Now suppose that on the combination of Preserve plus Orchard we start with six pairs.  The chance that all six and all their young will be lost in the same winter is perhaps half the likelihood that three will disappear.  Next year, the survivors may be able to breed and thrive and replenish the chickadee population.  This replenishment, or rescue effect, is an important way in which species diversity is maintained on larger preserves or ones located in close proximity to one another.

This is the role in biodiversity that the Colony Farm Orchard plays–not just for birds, but mammals and insects, turtles and frogs, and other organisms. It’s possible that the WMU business park may also function in this same way interacting with the restored grassland on the southwest side of the Asylum Lake Preserve for grassland birds–though probably not for birds of other habitats.

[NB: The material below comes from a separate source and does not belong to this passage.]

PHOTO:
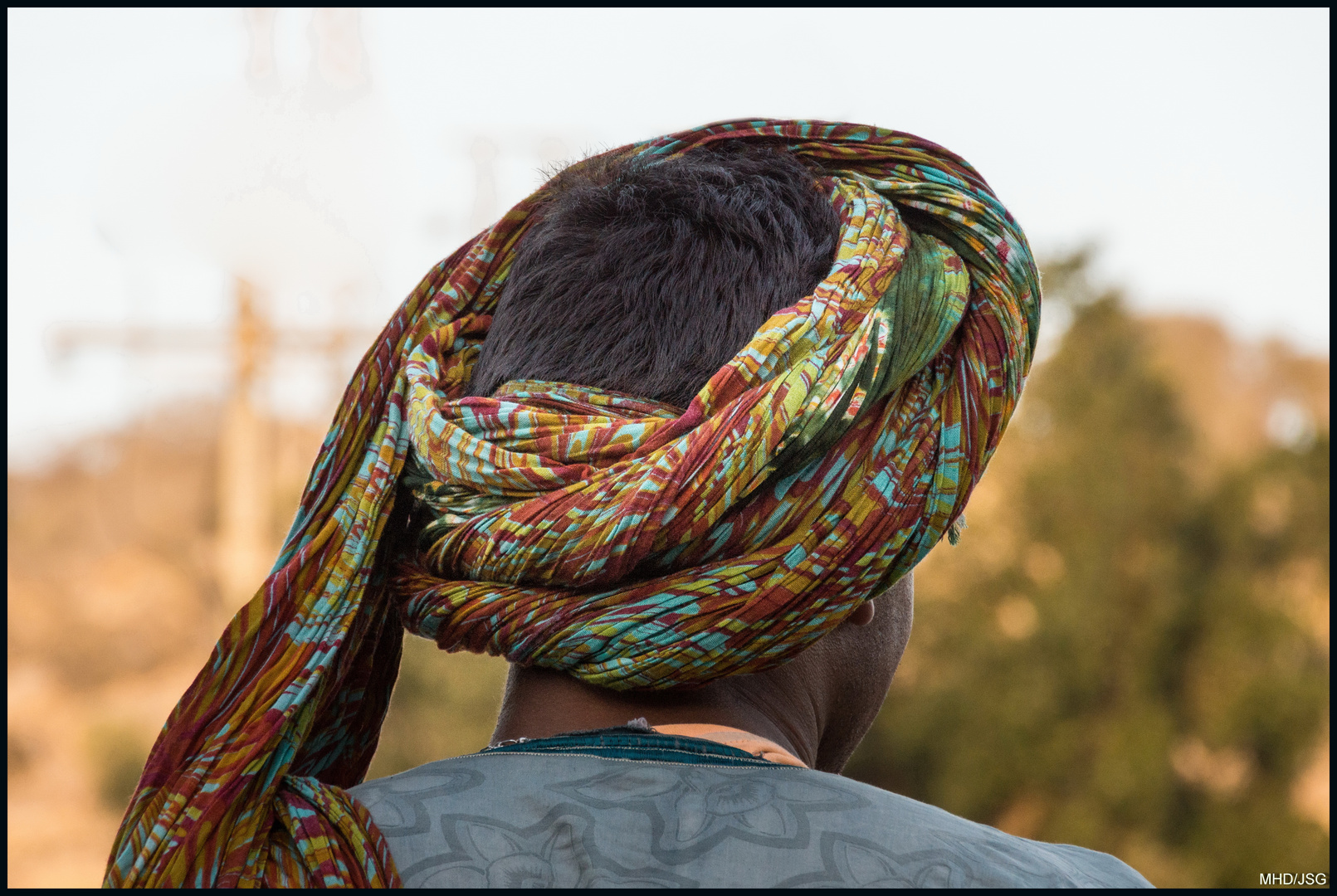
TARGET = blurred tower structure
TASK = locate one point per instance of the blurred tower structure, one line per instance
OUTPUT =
(280, 216)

Another effect that the Colony Farm Orchard enhances is the role that the Asylum Lake Preserve has as a migratory stopover site.  Retaining habitat where migratory birds can rest and refuel on their migratory flights south and north is a new focus in conservation.  Recent studies have looked at what traits make good stopover sites.  For fall migration, fleshy fruits–eaten in late summer and fall even by insectivorous birds–are favorable.  The old orchard has these in abundance in the form of grapes, blackberries, and others.

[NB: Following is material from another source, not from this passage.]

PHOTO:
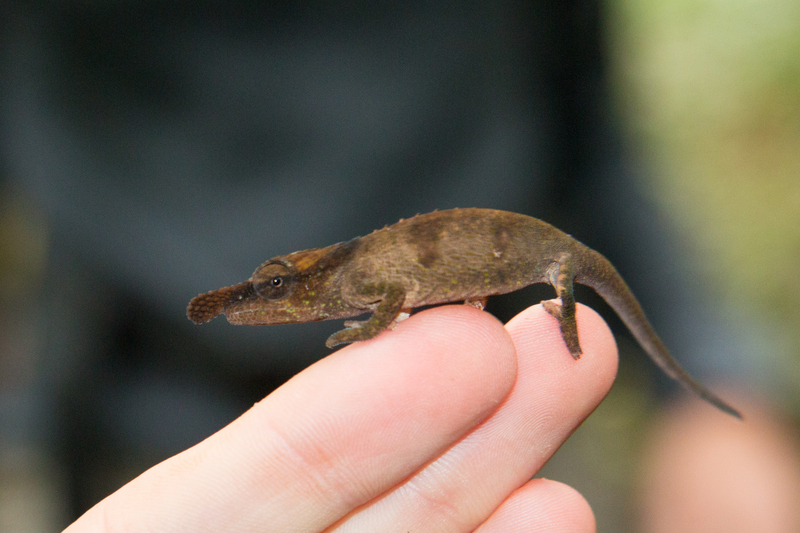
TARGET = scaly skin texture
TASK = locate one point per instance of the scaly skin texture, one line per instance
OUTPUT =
(439, 257)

For spring bird migration, insects, especially such forms as midges hatching from ponds and streams are important food sources.  The springs and spring-fed pond at the north end of the property would provide this steadily renewed food for the northward migrants.

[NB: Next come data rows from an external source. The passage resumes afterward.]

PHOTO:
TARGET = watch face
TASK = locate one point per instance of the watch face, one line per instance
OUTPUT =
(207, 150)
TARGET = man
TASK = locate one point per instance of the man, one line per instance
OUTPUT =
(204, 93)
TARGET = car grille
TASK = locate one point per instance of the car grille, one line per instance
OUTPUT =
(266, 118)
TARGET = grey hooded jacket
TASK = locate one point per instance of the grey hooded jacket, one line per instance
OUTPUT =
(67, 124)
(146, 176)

Young acorns on bur oak at Colony Farm Orchard August 2009

Young acorns on bur oak at Colony Farm Orchard August 2009

The Orchard property has other habitat features that add to its value as a part of the Asylum Lake Preserve.  I’ll mention only one more here.  The western part of the property was within the historic Genesee Prairie.  The rest of it was bur oak plain, a closely related community.  This tells us that the spring area lying at the north end of the Orchard and the south end of the ten acres owned by the WMU Foundation was almost certainly prairie fen. In years of low water in the past, I have identified fen plant species in the wetlands at the west edge of Asylum Lake directly opposite. Prairie fen is a remarkably attractive and diverse ecosystem that The Nature Conservancy and the Michigan Natural Features Inventory have given high priority for protection in Michigan.

It would make good conservation sense to restore tall-grass prairie in a wide band along the western fence of the Orchard property and to restore prairie fen on the springy wetlands at the north.  Southwest Michigan genotypes of plants should be used.

I’ll try to make other specific suggestions as to how the land might be used in a later post.

Woodcock at Colony Farm Orchard

American Woodcock in Carlos Avery Wildlife Management Area. Minnesota.  Photo by Paco Lyptic.

American Woodcock in Carlos Avery Wildlife Management Area. Minnesota. Photo by Paco Lyptic.

I saw an American woodcock at the Colony Farm Orchard Monday afternoon.  It flew up from a little patch of woods as I approached.  I only got a quick look, but woodcock are easy to identify, with the big head and the large dark eye nearly centered as you see it from the side.  The bird flies almost in the same posture as it walks, head up and the long beak angling down.

Seeing a woodcock in mid-August means the bird probably bred nearby in spring or early summer, or else was hatched nearby.  I have a feeling that woodcock would be unlikely to nest successfully on the Asylum Lake property across the road.  The habitat mix there is not quite as good for woodcock as on the orchard, but the main weakness of the Preserve is the high number of dogs.  They are supposed to be kept on a leash, but dogs like to run and owners are indulgent.  I suspect that nests of most ground-nesting birds are sniffed out by roaming dogs often enough that many are abandoned.

There is a much greater diversity of habitat at the orchard property than is obvious from Drake Road.  I have some thoughts about what ought to happen to this part of the Asylum Lake Preserve that I’ll try to deal with in a later post.